There are some thoughts about the configuration of the virtual machine. First, despite the SAP best practices, neither RAM nor CPU should be reserved. Otherwise, it would consume resources of the virtualization host for nothing. Giving the virtual machine higher shares is absolutely sufficient (and supported) to grant good performance when it takes over cluster resources. Then, it’s very likely that the pure size of the virtual machine doesn’t reflect the size of a physical node. Therefore, the needs of the given cluster resources should thoroughly be considered to size the virtual machine accordingly.
The cluster resource placement decision follows a score based rule set of positive and negative affinity scores. To make this scenario work, the virtual fallback node has low Resource Location scores. This will place the cluster resources preferably on the physical nodes. Placement on the fallback node only happens when the negative colocation score between the cluster resources lowers the absolute location score of the physical node below the absolute location score of the virtual node.

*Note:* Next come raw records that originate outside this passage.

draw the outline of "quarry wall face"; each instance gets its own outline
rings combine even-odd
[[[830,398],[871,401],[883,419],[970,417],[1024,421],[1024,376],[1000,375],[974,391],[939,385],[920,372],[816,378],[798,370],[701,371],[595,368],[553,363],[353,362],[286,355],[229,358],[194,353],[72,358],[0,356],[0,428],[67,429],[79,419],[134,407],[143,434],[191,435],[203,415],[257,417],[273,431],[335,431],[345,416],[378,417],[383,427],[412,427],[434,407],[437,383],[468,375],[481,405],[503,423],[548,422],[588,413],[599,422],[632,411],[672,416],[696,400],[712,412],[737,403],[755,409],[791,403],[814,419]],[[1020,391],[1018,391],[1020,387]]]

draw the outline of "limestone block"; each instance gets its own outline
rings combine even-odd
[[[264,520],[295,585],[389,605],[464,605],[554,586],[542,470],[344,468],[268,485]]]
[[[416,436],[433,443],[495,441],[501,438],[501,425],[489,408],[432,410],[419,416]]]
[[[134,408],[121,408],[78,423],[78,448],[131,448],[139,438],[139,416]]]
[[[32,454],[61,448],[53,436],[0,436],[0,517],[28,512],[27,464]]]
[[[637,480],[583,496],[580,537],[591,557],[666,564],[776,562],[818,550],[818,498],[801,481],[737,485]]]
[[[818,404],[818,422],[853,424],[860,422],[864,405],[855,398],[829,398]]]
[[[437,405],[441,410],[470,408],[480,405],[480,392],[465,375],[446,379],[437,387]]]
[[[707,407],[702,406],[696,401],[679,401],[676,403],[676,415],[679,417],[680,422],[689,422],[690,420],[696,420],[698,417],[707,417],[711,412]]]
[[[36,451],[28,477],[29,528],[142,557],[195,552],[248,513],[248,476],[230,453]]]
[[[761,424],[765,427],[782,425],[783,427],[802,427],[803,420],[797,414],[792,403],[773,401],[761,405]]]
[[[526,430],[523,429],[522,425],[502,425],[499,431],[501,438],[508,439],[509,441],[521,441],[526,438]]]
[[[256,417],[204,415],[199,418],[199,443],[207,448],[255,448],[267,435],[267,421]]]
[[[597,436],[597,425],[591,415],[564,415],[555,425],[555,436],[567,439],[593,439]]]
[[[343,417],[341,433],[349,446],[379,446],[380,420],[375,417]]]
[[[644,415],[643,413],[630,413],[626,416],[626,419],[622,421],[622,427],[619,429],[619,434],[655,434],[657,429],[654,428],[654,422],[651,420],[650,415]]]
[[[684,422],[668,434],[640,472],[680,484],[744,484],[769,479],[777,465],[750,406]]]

The typical fencing agent we use is SBD (aka. storage-based death, stonith block device or split-brain detector). In its configuration with three devices, it provides one of the most resilient fencing methods. With a single storage system, the SBD devices should be distributed among several physical enclosures to avoid outages of single LUNs activating the fencing mechanism. On this first example, the data volumes belonging to cluster resources are held by filer head A, therefore quorum is built on this controller.
In a setup where we have some kind of replication mechanism, we want our cluster properly decide on which nodes the resources should run after the primary, “active”, storage side is down. To avoid scenarios where the whole cluster shuts itself off because the majority of the SBD devices cannot be reached by any of the nodes, we need a mechanism which ensures a correct quorum decision. For this purpose we (mis)use a resilient part of the infrastructure, which provides the 3rd SBD device usually via iSCSI, as a tie-braker.
To configure storage-based fencing on a virtual node, the steps are:
- Map SBD LUNs to physical RDMs on ESXi host
enables the LUNs to be addressed by the virtual node using the same identifier under /dev/disk/by-id just like on physical nodes
- Add all three RDMs to the virtual node
- Configure SBD on the virtual node the same way like on physical nodes
Should the scenario be extended by using multiple virtual nodes in parallel, or when setting up a cluster which is completely virtual, the RDMs pointing to the SBD LUNs have to be added to each virtual node. But as VMFS usually locks a VMDK – no matter if the VMDK descriptor points to a container file or to an RDM – in order to prevent inconsistency caused by writing to the same disk from multiple virtual machines simultaneously, we manually have to un-lock the VMDK by setting the multi-writer parameter.
There are surely some spots that could have been elaborated in more detail, but as I mentioned in my previous blog, SUSE maintains a human-readable cluster manual as well as a considerable library of SAP best practices. Nevertheless, your comments are welcome!